Showbiz celebrities should be prepared for public scrutiny
Politics and entertainment are often seen as separate domains. But in the age of the internet and social media, the line has become increasingly blurred.
Politics and the entertainment business are often seen as two separate spheres. Yet they converge when showbiz celebrities stir trouble for what they say or do. Actors and singers being caught in political rows are not uncommon in the cross-strait and Hong Kong contexts. The case involving Taiwanese K-pop singer Chou Tzu-yu shows a political faux pas could escalate into a controversy that even had an impact on the island’s presidential election.

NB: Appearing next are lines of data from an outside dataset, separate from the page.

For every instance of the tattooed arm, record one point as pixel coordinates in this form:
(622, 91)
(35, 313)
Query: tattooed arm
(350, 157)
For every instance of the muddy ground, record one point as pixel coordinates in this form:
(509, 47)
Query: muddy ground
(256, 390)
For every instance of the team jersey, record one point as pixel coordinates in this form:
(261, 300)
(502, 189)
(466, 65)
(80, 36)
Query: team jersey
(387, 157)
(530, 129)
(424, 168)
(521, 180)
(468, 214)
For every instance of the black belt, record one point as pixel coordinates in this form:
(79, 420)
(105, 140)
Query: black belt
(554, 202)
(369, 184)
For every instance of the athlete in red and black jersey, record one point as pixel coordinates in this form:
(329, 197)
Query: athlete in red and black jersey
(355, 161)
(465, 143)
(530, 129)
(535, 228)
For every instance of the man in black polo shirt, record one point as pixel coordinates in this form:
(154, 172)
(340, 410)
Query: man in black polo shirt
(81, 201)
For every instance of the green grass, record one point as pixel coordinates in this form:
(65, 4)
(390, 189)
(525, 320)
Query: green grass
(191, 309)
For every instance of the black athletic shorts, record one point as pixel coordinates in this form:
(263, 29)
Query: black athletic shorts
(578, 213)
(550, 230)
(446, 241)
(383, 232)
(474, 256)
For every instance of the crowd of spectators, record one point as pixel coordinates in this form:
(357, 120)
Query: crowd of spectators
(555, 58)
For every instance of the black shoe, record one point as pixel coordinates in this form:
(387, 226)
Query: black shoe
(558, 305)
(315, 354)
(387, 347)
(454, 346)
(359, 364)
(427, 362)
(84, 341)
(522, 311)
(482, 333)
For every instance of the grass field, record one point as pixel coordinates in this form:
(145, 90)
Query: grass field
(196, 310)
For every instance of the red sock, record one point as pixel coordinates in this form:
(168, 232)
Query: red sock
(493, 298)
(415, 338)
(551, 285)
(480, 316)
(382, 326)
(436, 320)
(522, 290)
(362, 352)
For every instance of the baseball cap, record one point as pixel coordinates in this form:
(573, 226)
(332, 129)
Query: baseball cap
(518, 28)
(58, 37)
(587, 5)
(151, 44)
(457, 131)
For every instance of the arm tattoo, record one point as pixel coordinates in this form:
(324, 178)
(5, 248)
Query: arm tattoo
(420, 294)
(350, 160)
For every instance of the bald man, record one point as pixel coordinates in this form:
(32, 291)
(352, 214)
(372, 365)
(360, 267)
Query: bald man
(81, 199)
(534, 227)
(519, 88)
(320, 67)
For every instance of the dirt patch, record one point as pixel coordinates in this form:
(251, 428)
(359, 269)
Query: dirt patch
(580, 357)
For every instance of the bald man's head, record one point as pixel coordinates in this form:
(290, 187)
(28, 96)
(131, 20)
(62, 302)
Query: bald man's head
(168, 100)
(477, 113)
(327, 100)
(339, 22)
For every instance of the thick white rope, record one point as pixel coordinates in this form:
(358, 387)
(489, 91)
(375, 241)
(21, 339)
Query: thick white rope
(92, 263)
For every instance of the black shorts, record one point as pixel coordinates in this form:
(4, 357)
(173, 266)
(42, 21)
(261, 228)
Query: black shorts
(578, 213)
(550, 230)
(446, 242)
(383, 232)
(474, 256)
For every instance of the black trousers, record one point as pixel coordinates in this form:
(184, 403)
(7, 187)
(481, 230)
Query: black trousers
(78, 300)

If a survey is any guide, more than a million young voters went to the polls or changed their vote shortly after the 16-year-old had been forced to apologise for holding the Republic of China’s flag during an earlier show. She was first branded as “pro-independence” by a mainland-based Taiwan artiste, who portrays himself as a whistle-blower of politically incorrect behaviour in the industry.
The teenage idol won public sympathy not only for her political innocence. There were debates on whether she had crossed the line by waving the flag, which is seen as acceptable under the “One China” principle endorsed by the mainland and Taiwan in 1992. State media on the mainland later sought to clear her of any wrongdoing, saying the criticisms were unfair.
Local artistes are no less susceptible to political rows. Our increasingly charged political atmosphere and growing integration of different entertainment industries across the border mean singers and actors can get themselves into trouble inadvertently. Some figures also knowingly weigh into politics, as shown in the pro-democracy Occupy movements and other sensitive issues involving the mainland authorities. They still face a backlash in Hong Kong and across the border.
Arguably, showbiz and politics are best left as two domains. But in the age of the internet and social media, the line has become increasingly blurred. What is meant to be personal act and opinion may soon be publicised and politicised. Public figures and celebrities should be prepared for close public scrutiny of what they do and say.